Avant qu’il put terminer sa phrase, la machine se mit à biper furieusement. Le sarcophage s’ouvrit et révéla, sous un nuage de fumée, une balle de ping-pong.

– …une balle de ping-pong.

Édouard saisit la balle entre le pouce et l’index. Le sarcophage se referma sans un bruit. Il sortit de sa poche une autre balle et les compara minutieusement.

– Rondes, blanches, lisses toutes les deux… À la reflexion, j’aurais dû prévoir un objet un peu plus distinctif. Mais c’est prometteur, n’est-ce pas ? demanda Édouard en se tournant vers moi.

Avant que je puisse répondre quoique ce soit, le sarcophage s’ouvrit à nouveau, et j’aperçus les moustaches d’un petit rat albinos qui tentait de s’en échapper.

– Mais c’est Vincent ! s’exclama Édouard. Regarde son oreille, toute déchirée. La laborantine m’a dit qu’il s’était coupé en se rasant, comme Van Gogh…

Il saisit le rat et le déposa dans la cage où l’attendait un autre rat à l’oreille abîmée. Les deux rongeurs s’approchèrent doucement l’un de l’autre, se reniflèrent puis, à l’unisson, émirent un petit cri strident avant de détaler à toute vitesse dans des directions opposées. Je pensai aussitôt à deux pôles identiques d’un aimant qui se repoussent après qu’on a voulu les rapprocher de force. Édouard tapota la cage, mais il n’obtint aucune réaction. Les rats restèrent blottis dans leurs coins respectifs.

– Je ne sais pas ce qui se passe avec cette machine, me dit Édouard. J’ai dû inverser une étape, on dirait qu’elle tourne à l’envers. Ça me rappelle la fois où, pour préparer une séance de travaux pratiques, j’avais fabriqué un électro-aimant à longue portée pour récupérer un trousseau de clefs posé à l’autre bout de la pièce. Je l’avais pointé dans le mauvais sens et…

– …j’étais resté collé à l’aimant par la braguette toute la nuit. La femme de ménage avait dû couper le courant de l’étage pour me libérer !

Une voix familière s’était élevée dernière nous. En nous retournant, nous vîmes Édouard, assis sur le rebord du sarcophage, qui nous souriait. Un autre Édouard.

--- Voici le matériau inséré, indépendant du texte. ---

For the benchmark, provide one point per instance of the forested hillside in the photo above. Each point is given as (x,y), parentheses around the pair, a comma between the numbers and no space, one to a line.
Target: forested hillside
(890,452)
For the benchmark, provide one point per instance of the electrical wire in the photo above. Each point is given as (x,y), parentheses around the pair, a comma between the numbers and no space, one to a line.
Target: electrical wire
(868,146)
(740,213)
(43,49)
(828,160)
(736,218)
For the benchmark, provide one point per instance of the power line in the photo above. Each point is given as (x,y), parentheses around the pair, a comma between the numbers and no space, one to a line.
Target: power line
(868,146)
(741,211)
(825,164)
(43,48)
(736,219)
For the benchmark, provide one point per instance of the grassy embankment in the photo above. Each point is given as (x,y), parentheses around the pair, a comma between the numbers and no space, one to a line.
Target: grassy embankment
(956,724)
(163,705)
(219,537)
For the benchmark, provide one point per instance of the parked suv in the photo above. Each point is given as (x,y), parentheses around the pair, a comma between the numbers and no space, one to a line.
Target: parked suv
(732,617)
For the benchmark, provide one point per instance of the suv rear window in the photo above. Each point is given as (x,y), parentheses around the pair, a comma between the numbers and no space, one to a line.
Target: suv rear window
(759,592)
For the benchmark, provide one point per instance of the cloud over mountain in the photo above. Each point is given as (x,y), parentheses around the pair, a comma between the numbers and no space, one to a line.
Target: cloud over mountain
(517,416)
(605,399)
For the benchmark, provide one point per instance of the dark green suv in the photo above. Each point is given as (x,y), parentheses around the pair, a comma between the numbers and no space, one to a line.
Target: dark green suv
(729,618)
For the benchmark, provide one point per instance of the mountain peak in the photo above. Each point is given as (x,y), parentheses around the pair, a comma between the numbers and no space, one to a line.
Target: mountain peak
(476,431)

– Nom de dieu… murmura l’Édouard à ma droite.
– Vous n’auriez pas vu un rat et une balle de ping-pong ? demanda l’autre.
– Alors, ça marche vraiment !
– On dirait bien !

Les deux Édouard, debout, face-à-face, levèrent en même temps le bras droit. Comme aucun des deux ne se décidait à compléter le tope-là offert par l’autre, ils demeurèrent un instant immobiles, puis leurs deux mains se rapprochèrent lentement, doucement, jusqu’à se rejoindre sans un bruit.

– J’ai envie d’essayer quelque chose, dit l’un d’eux.
– Je crois que je devine, dit l’autre. Pense à un chiffre…
– … entre 1 et 100.
– OK, à trois.
– Un, deux, trois !
– Vingt-sept.
– Quatre-vingt-dix-neuf.
– …
– J’ai failli dire vingt-sept, je te jure. J’ai changé d’avis au dernier moment.

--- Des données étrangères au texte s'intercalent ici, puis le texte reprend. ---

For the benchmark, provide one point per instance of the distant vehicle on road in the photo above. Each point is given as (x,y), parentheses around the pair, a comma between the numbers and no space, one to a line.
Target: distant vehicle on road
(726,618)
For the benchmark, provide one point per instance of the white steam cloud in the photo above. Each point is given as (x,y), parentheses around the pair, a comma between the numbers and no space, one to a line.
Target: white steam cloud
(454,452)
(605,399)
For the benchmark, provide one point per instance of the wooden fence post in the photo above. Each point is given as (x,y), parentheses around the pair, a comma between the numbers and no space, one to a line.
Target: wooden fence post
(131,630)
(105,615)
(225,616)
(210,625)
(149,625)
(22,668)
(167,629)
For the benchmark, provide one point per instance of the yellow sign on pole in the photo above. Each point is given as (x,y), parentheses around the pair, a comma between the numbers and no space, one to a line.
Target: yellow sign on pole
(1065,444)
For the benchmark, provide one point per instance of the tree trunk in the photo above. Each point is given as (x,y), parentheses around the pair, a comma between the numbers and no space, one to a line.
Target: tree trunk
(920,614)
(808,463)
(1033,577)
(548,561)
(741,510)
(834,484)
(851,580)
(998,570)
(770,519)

Passée cette déception mutuelle, Édouard et Édouard engagèrent la conversation sur un rythme soutenu. Les questions et réponses s’enchaînaient sans interruption, l’un absorbant la pensée de l’autre aussitôt qu’elle était formulée, l’autre devinant la question de l’un alors qu’il était encore un train de la poser. Ils purent ainsi reconstituer le déroulé des événements : le nouvel Édouard nous arrivait de quelques minutes plus tard dans le futur. Il était en train de me faire (ou plutôt devrais-je dire : à mon homologue de son époque) une démonstration de sa machine, qu’il venait de mettre en marche. Il avait d’abord envoyé dans le passé une balle de ping-pong, puis Vincent le rat, mais la disparition de ces deux objets dans le néant de la machine n’avaient pas suffi à ébranler mon scepticisme. Il avait donc décidé d’entrer lui-même dans la machine, et c’est ainsi qu’il s’était retrouvé parmi nous. Une fois conclue cette enquête fulgurante, les considérations pratiques reprirent le dessus.

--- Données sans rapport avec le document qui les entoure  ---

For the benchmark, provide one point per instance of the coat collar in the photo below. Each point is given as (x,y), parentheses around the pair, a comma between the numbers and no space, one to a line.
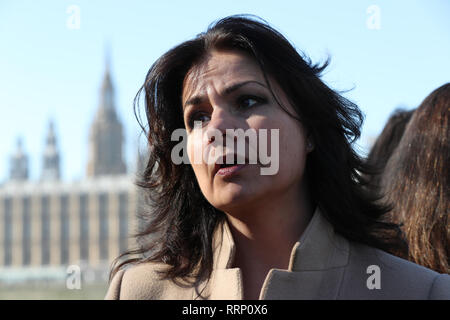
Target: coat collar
(314,265)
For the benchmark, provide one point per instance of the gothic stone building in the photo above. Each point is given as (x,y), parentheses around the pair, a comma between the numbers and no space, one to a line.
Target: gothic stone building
(57,223)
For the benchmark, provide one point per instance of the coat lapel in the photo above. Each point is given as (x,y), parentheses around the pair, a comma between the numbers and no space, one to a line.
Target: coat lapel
(316,266)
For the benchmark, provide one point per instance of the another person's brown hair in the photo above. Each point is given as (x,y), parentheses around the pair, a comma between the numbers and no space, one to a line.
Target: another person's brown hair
(386,143)
(416,182)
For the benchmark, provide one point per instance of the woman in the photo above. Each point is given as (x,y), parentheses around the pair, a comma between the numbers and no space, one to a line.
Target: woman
(386,143)
(307,231)
(416,182)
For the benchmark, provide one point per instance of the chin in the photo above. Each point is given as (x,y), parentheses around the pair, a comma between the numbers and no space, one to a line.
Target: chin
(232,196)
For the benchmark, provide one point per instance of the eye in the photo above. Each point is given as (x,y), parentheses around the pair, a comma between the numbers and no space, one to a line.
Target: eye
(248,101)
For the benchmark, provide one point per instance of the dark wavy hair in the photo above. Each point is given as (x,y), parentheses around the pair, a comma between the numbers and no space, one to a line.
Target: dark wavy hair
(417,182)
(178,228)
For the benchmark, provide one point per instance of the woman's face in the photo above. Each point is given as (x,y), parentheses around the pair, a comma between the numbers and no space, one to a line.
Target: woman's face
(227,90)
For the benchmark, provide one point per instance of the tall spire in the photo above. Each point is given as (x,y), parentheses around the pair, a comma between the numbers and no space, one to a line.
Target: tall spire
(19,163)
(51,169)
(106,138)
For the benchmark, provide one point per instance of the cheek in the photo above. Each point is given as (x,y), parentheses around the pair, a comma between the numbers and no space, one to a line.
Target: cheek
(194,150)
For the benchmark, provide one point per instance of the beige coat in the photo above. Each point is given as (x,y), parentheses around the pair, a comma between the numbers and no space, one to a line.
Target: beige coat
(323,265)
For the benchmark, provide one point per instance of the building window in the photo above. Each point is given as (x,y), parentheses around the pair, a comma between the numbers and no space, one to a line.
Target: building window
(7,231)
(103,226)
(123,222)
(45,230)
(26,231)
(64,200)
(84,228)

– Comment comptes-tu repartir ? demanda l’Édouard local.

L’autre eut une moue gênée.

– C’est un peu le problème… À la réflexion, j’aurais dû attendre d’inventer le voyage vers le futur avant de me précipiter dans le passé. Je crois que je suis bloqué ici.

Nous nous regardâmes tous les trois en silence, puis l’Édouard du futur reprit.

– À part la balle, le rat et moi, personne d’autre n’est arrivé jusqu’ici ?
– Pour le moment, personne d’autre.
– Bon, c’est déjà ça : ça veut dire qu’aucun collègue n’a réussi à faire fonctionner la machine en mon absence. Avec un peu de chance, un membre du personnel d’entretien l’aura débranchée…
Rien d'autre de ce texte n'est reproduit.